Student Impact on Health: Providing Collaborative Care to Underserved Populations with the Implementation of a Mobile Health Program
Kathleen Rindahl, DNP, FNP-C

In recent years nursing programs have turned away qualified applicants, citing one reason as a lack of clinical sites. Additionally, traditional nursing curriculum is now challenged to meet the differing needs of health care and shift nursing education from acute care settings to focus on community, and public health. This shift challenges nursing programs to educate students on the needs of communities, particularly rural communities. The challenges of rural health and the need for clinical training sites, led to the implementation of a University based Mobile Health Program. The Mobile Health Program had three goals; provide preventive health screenings to underserved populations in rural areas; provide clinical training sites for nursing students; and provide an opportunity for inter-professional collaboration amongst students at the university.

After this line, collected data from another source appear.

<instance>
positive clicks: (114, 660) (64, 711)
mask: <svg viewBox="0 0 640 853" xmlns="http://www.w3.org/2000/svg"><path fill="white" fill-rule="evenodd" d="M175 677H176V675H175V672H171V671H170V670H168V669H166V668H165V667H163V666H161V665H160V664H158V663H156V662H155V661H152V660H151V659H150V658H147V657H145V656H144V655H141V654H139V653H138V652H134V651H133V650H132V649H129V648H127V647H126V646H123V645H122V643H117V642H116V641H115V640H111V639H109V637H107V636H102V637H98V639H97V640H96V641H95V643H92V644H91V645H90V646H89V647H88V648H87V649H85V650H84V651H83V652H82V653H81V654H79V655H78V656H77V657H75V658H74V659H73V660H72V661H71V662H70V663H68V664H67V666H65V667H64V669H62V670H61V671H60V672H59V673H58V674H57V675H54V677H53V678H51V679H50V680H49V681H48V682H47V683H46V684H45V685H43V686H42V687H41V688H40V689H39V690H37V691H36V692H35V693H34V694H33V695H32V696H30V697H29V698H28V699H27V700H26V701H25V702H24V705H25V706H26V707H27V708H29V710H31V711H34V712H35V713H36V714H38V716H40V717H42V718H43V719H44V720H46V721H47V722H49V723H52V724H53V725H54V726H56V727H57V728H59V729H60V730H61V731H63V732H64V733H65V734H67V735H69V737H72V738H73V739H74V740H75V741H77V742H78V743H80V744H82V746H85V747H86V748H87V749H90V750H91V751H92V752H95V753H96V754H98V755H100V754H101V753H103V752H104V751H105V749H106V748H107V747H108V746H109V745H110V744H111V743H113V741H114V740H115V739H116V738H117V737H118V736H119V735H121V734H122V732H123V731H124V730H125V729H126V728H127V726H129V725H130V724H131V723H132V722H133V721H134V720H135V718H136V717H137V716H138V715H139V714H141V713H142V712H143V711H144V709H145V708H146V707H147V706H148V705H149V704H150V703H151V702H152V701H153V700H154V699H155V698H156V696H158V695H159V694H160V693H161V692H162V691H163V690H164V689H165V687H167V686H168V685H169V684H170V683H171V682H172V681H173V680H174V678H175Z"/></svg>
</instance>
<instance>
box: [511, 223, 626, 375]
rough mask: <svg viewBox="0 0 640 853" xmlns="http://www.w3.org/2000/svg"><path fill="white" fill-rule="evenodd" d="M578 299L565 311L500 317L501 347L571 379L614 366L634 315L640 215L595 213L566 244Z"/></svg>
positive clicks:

The project began spring of 2015, with just 3 clinical sites, and has increased to 26 clinical sites in Spring 2017. Services offered to individuals included physical examinations, screening for diabetes and heart disease. Thus far, 2,952 patients were served and over 9,405 clinical and service learning hours logged in by the students. Several individuals were referred on for an urgent health concern. It was concluded that if the program is thoroughly explored, developed and well-funded, it could greatly improve the capacity of universities to train more nurses on yearly basis. It could also significantly encourage inter-disciplinary collaborations and ultimately improve rural health.